C’est à travers ce roman, sobrement intitulé Le Pavillon d’Or, que j’ai découvert l’histoire du Kinkaku-ji et du novice qui finit par le réduire en cendres. L’auteur, Yukio Mishima, dont l’histoire propre est elle aussi tout à fait singulière, s’est emparé de son sujet en partant des maigres retours sur l’affaire que la presse de l’époque a pu publier. En l’occurrence, l’auteur de l’incendie qui a emporté le Pavillon d’Or début juillet 1950 était un jeune moine novice du temple Rokuonji, dont le pavillon faisait partie, âgé de 21 ans et retrouvé par les autorités sur une colline des alentours. Il a admis avoir mis le feu au pavillon, et voulait brûler vif à l’intérieur, avant de s’enfuir en panique.
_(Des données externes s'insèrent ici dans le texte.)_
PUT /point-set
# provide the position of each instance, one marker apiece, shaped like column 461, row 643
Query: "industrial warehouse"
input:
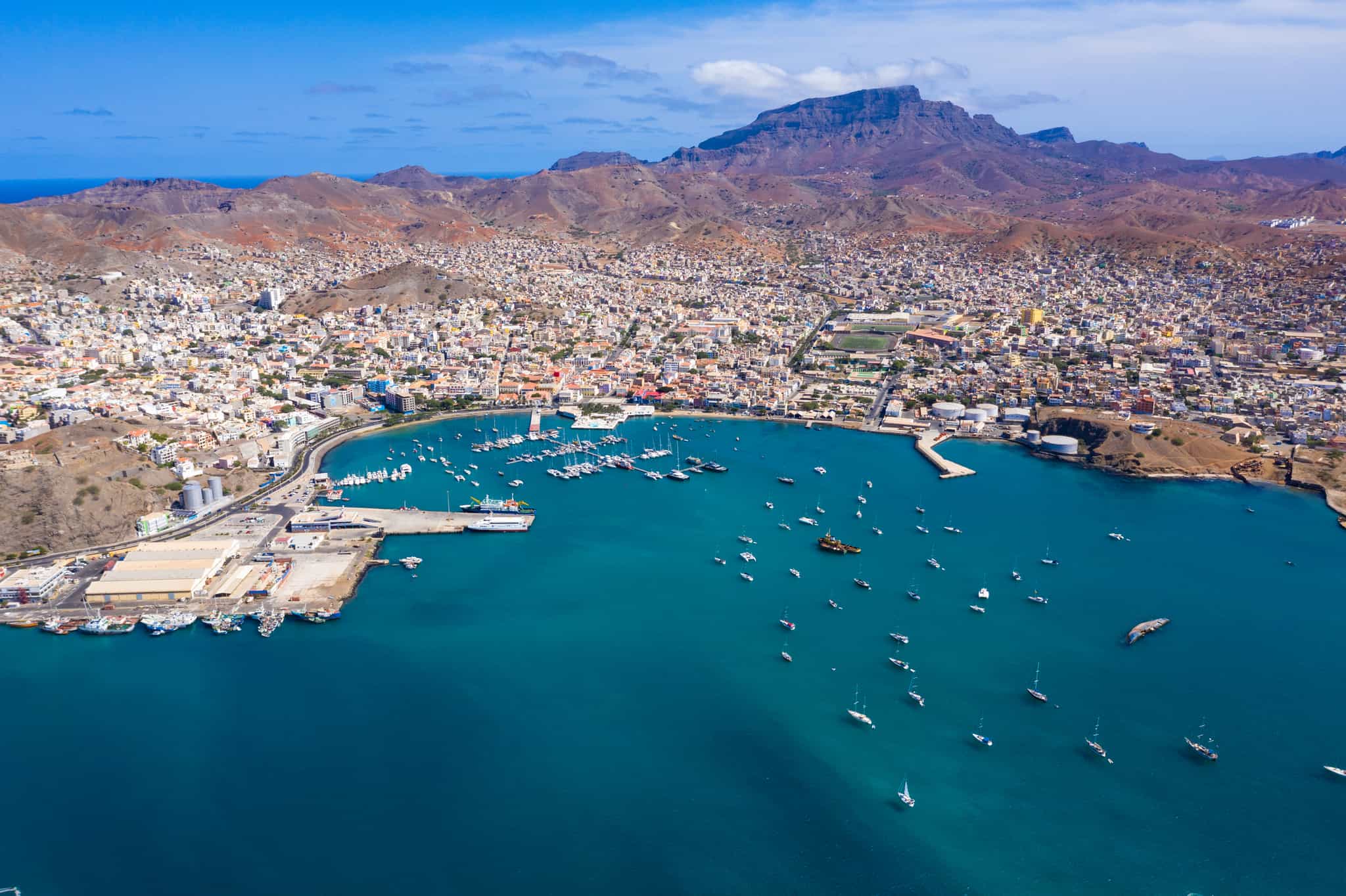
column 163, row 572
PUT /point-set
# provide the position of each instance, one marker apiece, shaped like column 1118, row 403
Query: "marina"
column 454, row 638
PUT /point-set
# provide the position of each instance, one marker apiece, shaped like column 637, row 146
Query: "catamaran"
column 1034, row 692
column 1095, row 746
column 859, row 713
column 1202, row 744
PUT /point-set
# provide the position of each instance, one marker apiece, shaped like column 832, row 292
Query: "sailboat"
column 1202, row 744
column 859, row 713
column 906, row 795
column 1095, row 746
column 1034, row 692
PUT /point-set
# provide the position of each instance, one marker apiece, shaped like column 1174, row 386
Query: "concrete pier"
column 948, row 470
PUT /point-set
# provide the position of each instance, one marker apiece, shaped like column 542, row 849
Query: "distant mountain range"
column 879, row 160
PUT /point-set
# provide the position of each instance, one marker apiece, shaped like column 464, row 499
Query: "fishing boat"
column 1202, row 744
column 1033, row 692
column 1095, row 746
column 859, row 713
column 835, row 545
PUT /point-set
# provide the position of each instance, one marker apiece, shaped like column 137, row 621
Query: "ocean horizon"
column 22, row 190
column 603, row 698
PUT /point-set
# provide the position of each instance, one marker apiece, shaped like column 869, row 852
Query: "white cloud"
column 745, row 78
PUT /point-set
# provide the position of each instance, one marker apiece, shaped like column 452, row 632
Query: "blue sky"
column 248, row 88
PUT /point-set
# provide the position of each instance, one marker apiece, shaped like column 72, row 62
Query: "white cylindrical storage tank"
column 946, row 409
column 1061, row 444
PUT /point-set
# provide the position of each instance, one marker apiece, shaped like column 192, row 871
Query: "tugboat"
column 1036, row 694
column 836, row 545
column 1202, row 746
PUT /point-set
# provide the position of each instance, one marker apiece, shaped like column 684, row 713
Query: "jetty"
column 398, row 521
column 1144, row 629
column 948, row 470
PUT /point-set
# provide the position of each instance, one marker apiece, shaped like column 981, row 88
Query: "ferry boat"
column 1202, row 744
column 1095, row 746
column 1033, row 692
column 489, row 505
column 836, row 545
column 498, row 524
column 858, row 715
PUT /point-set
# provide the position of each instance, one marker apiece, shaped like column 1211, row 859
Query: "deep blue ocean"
column 597, row 707
column 24, row 190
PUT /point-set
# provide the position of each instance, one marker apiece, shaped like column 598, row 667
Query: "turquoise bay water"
column 597, row 707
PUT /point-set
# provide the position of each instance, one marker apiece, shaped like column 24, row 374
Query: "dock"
column 948, row 470
column 392, row 521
Arrivé au temple six ans plus tôt, le jeune homme semblait solitaire, perdu, dérangé. D’abord un novice prometteur, il devient au cours de son apprentissage un mauvais élève, un personnage exécrable. Le Prieur du Rokuonji avait finalement menacé de le mettre à la porte. C’est à ce moment-là qu’il aurait commencé à préparer concrètement son crime, courant juin. Il a dit avoir brûler le pavillon par « haine de la beauté », un motif qui en a consterné plus d’un. Le roman de Mishima est finalement l’histoire d’un fait divers, mais pas des moindres.
Avant d’arriver au Japon, j’avais sélectionné quelques livres reliés de près ou de loin à mes destinations pour en apprendre un peu plus pendant mon temps libre. Le Pavillon d’Or m’a profondément marquée, et ce pour plusieurs raisons. L’auteur, déjà, est un personnage singulier : écrivain prolifique et controversé, il se donne la mort par seppuku en 1970 après une prise d’otage ratée devant une audience de militaires consternés par un discours ultra-conservateur (je la fais courte mais ça vaut vraiment le coup d’aller en apprendre plus sur ce type). Je voulais avoir un aperçu de son œuvre et j’ai choisi ce livre pour son rapport avec Kyoto aussi bien que pour les éloges que j’en avais lu.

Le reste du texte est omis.